You do get that vibe from most public school teachers. Like "You used to care, didn't you?" but that's only evident later to reflective adults. My tenth grade class was really good at making my chemistry teacher cry.

dingus  ·  3413 days ago  ·  link  ·  

My mom has been teaching elementary school for ~20 years, and she still cares deeply.

It's just that she's realized she's pretty much powerless.

kingmudsy  ·  3413 days ago  ·  link  ·  

Well, it's a largely thankless profession, you teach the same things year after year, and probably see kids struggle and fail more often than you'd like...every now and then a prodigy will wander through your class, but even then there's they'll give themselves credit for learning so well instead of respecting you for how well you teach.
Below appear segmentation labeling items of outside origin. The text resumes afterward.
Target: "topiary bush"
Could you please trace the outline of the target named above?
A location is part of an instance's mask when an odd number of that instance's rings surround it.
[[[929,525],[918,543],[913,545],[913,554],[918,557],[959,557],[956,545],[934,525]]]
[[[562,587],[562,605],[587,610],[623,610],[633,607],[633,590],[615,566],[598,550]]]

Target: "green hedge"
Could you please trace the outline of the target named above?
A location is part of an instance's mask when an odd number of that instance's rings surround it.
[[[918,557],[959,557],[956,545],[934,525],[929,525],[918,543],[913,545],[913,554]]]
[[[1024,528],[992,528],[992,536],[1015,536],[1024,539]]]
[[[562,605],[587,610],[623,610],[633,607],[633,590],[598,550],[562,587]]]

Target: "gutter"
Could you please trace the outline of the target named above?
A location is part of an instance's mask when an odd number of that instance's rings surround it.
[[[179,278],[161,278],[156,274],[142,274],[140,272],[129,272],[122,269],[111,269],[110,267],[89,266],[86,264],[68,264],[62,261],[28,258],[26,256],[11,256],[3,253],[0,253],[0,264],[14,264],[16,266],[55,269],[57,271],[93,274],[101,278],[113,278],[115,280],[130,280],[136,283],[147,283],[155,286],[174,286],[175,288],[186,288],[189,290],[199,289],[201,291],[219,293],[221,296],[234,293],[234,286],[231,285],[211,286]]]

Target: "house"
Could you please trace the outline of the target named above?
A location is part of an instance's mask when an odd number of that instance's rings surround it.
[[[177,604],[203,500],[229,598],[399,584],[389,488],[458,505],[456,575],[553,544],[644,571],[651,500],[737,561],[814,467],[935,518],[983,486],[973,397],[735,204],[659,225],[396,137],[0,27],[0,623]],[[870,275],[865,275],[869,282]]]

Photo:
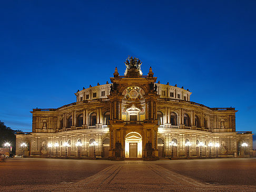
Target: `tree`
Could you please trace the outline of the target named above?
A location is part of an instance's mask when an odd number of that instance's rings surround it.
[[[15,154],[16,150],[16,136],[20,130],[13,130],[10,127],[6,127],[4,122],[0,120],[0,146],[4,147],[6,142],[8,142],[13,147],[12,153]]]

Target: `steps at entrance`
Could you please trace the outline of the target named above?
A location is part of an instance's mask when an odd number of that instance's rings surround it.
[[[142,160],[143,159],[142,158],[133,157],[133,158],[124,158],[124,160]]]

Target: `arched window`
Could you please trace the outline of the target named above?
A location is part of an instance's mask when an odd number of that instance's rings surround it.
[[[205,117],[203,118],[203,127],[205,128],[208,128],[207,127],[207,120]]]
[[[110,113],[107,112],[104,114],[104,125],[109,125],[110,124]]]
[[[96,113],[92,113],[90,115],[90,126],[96,125],[96,118],[97,114]]]
[[[62,128],[62,127],[63,127],[63,118],[60,121],[60,128]]]
[[[199,140],[198,139],[196,139],[196,146],[198,146],[198,144],[199,144]]]
[[[71,147],[71,142],[70,139],[67,140],[67,144],[68,144],[68,147]]]
[[[71,127],[72,126],[72,116],[71,116],[67,118],[67,127]]]
[[[161,112],[157,112],[158,125],[163,125],[163,114]]]
[[[110,139],[108,138],[106,138],[103,140],[103,144],[110,144]]]
[[[95,139],[93,139],[93,138],[92,138],[91,139],[90,139],[89,140],[89,144],[90,145],[92,145],[93,144],[93,142],[94,142],[95,141]]]
[[[178,145],[178,140],[175,138],[173,138],[172,139],[172,142],[174,142],[176,144]]]
[[[77,127],[82,127],[83,125],[83,114],[80,114],[77,117]]]
[[[172,112],[171,113],[171,122],[172,125],[178,125],[177,124],[177,115],[176,113]]]
[[[157,144],[164,144],[163,139],[162,138],[159,138],[157,139]]]
[[[195,127],[200,127],[200,125],[199,124],[199,118],[197,115],[195,115]]]
[[[186,127],[189,127],[190,124],[189,123],[189,116],[187,114],[184,114],[184,125]]]

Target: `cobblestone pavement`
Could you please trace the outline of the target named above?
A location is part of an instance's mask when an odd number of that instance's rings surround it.
[[[5,185],[0,186],[0,190],[4,191],[256,191],[255,186],[220,185],[214,183],[206,184],[159,165],[159,163],[161,163],[161,165],[163,163],[169,164],[169,162],[168,161],[155,162],[101,161],[95,163],[109,163],[109,166],[92,176],[79,181],[70,183],[62,182],[57,185]],[[171,163],[175,164],[183,163],[183,162],[173,161]]]

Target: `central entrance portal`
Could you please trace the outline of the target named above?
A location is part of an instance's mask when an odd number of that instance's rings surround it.
[[[137,133],[131,132],[125,137],[125,158],[142,157],[142,138]]]
[[[129,157],[137,157],[137,143],[130,143],[130,153]]]

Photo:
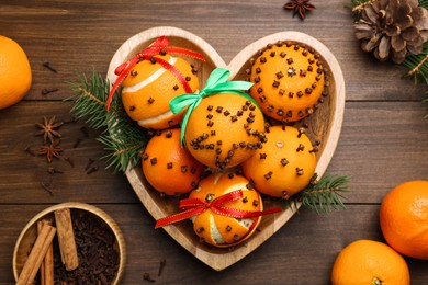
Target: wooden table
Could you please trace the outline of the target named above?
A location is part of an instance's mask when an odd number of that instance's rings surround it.
[[[88,3],[90,2],[90,3]],[[427,179],[428,113],[426,86],[401,79],[403,70],[364,54],[353,37],[350,0],[313,1],[317,9],[305,21],[284,11],[283,1],[25,1],[2,0],[0,34],[19,42],[33,71],[26,98],[0,111],[0,284],[12,284],[12,253],[24,225],[40,210],[63,202],[93,204],[120,225],[128,248],[123,284],[157,283],[328,284],[338,252],[357,239],[383,241],[379,226],[382,197],[393,186]],[[159,25],[192,32],[229,61],[251,42],[281,31],[315,36],[337,57],[346,81],[345,122],[338,148],[327,170],[350,175],[347,210],[317,215],[300,210],[271,239],[235,265],[215,272],[176,243],[134,194],[126,178],[104,170],[99,133],[85,123],[60,128],[64,156],[55,160],[63,174],[47,173],[43,157],[26,147],[41,145],[36,122],[56,115],[69,121],[70,81],[77,73],[105,75],[114,52],[132,35]],[[57,73],[43,66],[49,61]],[[42,94],[44,89],[57,92]],[[80,140],[76,147],[76,141]],[[88,160],[97,172],[87,174]],[[52,194],[41,183],[50,182]],[[159,262],[166,260],[161,276]],[[428,263],[406,259],[413,284],[428,284]]]

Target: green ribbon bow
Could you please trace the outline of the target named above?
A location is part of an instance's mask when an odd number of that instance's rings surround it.
[[[209,79],[206,80],[205,88],[202,89],[199,93],[181,94],[173,98],[169,102],[169,109],[173,114],[178,114],[187,106],[189,106],[181,123],[182,145],[184,145],[184,133],[189,117],[193,110],[201,103],[203,98],[214,94],[234,93],[245,96],[257,105],[256,101],[249,94],[241,91],[250,89],[252,83],[247,81],[227,81],[229,76],[229,70],[225,68],[216,68],[213,70],[213,72],[211,72]]]

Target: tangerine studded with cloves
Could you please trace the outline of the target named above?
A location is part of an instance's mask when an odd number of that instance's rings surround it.
[[[248,190],[248,183],[249,181],[241,175],[213,173],[201,180],[199,187],[192,191],[189,197],[209,203],[224,194],[241,190],[243,198],[228,202],[225,206],[247,212],[262,210],[263,203],[260,194],[255,190]],[[255,232],[261,216],[237,219],[206,209],[192,220],[193,230],[202,241],[215,247],[230,247],[248,239]]]
[[[185,93],[180,80],[156,60],[168,61],[188,82],[192,92],[199,89],[196,69],[180,57],[168,54],[142,60],[123,81],[122,103],[127,115],[145,128],[165,129],[178,125],[183,112],[172,114],[169,101]]]
[[[262,148],[264,119],[257,105],[238,94],[204,98],[189,117],[185,144],[201,163],[235,167]]]
[[[289,198],[307,186],[316,167],[317,145],[304,128],[273,126],[266,134],[262,149],[246,160],[244,174],[261,193]]]
[[[203,166],[181,147],[180,128],[156,132],[142,153],[147,182],[165,195],[180,195],[198,186]]]
[[[263,113],[280,122],[311,115],[326,96],[328,77],[319,54],[296,42],[278,42],[260,50],[247,69],[251,96]]]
I wanted to be a teacher for a long time until I actually talked to my debate coach. I became very close with him, and I knew he was being brutally honest when he told me that, although he enjoys teaching, it becomes tedious after so long. We all know how awesome it is to have the the young and enthusiastic teacher, but as stricter and stricter rules are laid down from politicians who want to make education a political rallying point, parents and students continue to be batshit insane, and you still don't get the salary you deserve? The young, enthusiastic teacher turns into the crabby curmudgeon who couldn't be arsed to care about another generation of students that they're starting to understand less and less.

JoBrad  ·  3413 days ago  ·  link  ·  

When I hear someone advocating cutting education spending in the US citing the fact that spending on educators is the top cost, I just feel like the whole point is being missed. The highest cost at most companies is their employees - and it should be, if you want to attract high quality employees. Some people have chosen to conflate their grudge against a few of their primary school teachers with making our education system better, and it's been extraordinarily popular, with little gain in anything measurable. We do need accountability in education. But we also need to spend on it like it's a national defense priority. My wife is a teacher, and I didn't realize until she started watching how much of the classroom comes out of the teacher's pocket. And the tax credit that teachers get (and almost lost) is such a laughably low amount.